READ: Pregnancy resource centers need your support now more than ever

“Our purpose is to provide hope for women,” said Allison Millet of Woman’s New Life Clinic in Louisiana. “[…] It’s about saving women’s lives and making sure that she is heard. It’s not about us pushing our agenda on her. It’s about listening to what her needs are and helping her any way we can.” Millet said their call volume has gone up during the COVID-19 crisis. As the number of COVID-19 cases increased in the state, the PRC switched gears to offer HIPAA compliant and licensed counseling through a telemedicine platform.

Martha Avila of the Heartbeat of Miami PRC in Florida explained that the center is still open and providing ultrasounds to abortion-minded women. She said Heartbeat of Miami is also offering phone counseling, parenting classes over Zoom, and has set up a drive-by pickup for diapers and formula.

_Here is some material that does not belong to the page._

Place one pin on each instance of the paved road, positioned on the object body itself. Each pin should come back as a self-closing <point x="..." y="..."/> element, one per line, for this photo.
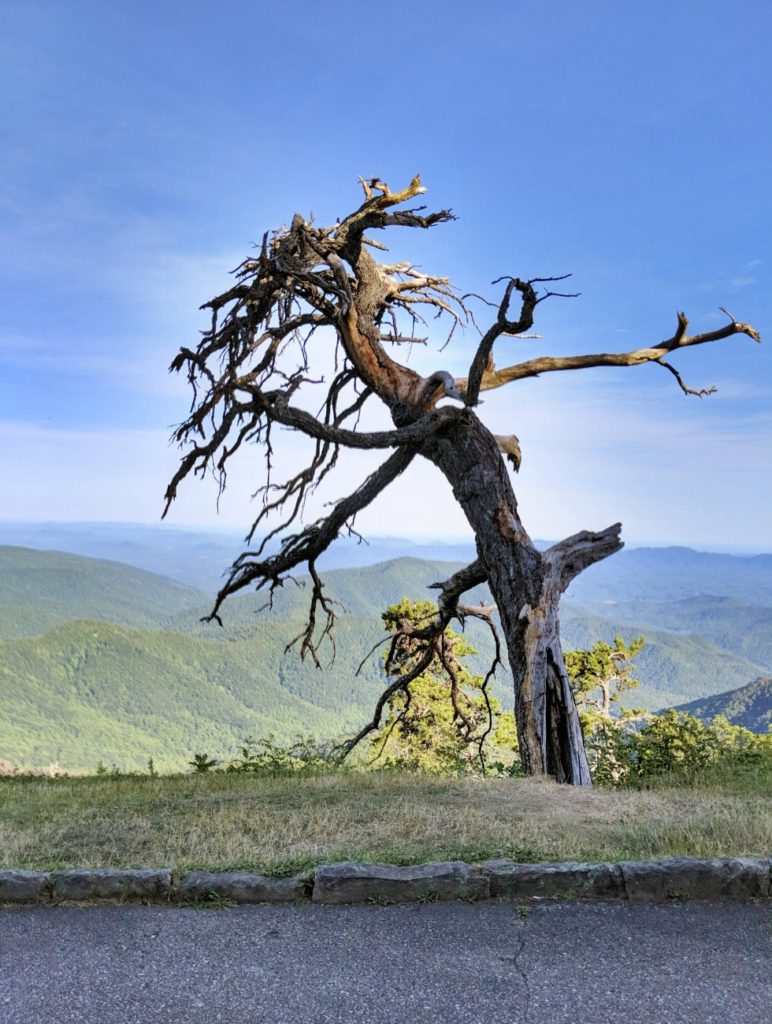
<point x="431" y="964"/>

She explained that women are “tormented by fear” because of COVID-19, and wonder if their babies will be okay. She shared the story of one couple who thought abortion was the best choice during the pandemic. However, after the mother took the first of the two-dose abortion pill regimen, she regretted it. That night she dreamed of her baby crying — and the next day she contacted Heartbeat of Miami, and they were able to help her reverse the abortion. Ultrasounds at six and seven weeks revealed the baby still has a heartbeat and is now eight weeks. “All they need is someone to encourage them and someone to build them up and tell them it’s okay,” Avila explained.

In order to continue to provide hope and essential products, she stressed that financial donations would greatly benefit the center so they can continue to pay the electric bill, the rent, and employees.

PRCs in the United States are working hard to ensure their clients receive the resources that they need so that every woman feeling pressured to abort has the opportunity to choose life. Hyatt encouraged pro-lifers to reach out to their local pregnancy centers to see what they need and how they can help women and families in their local areas, despite COVID-19.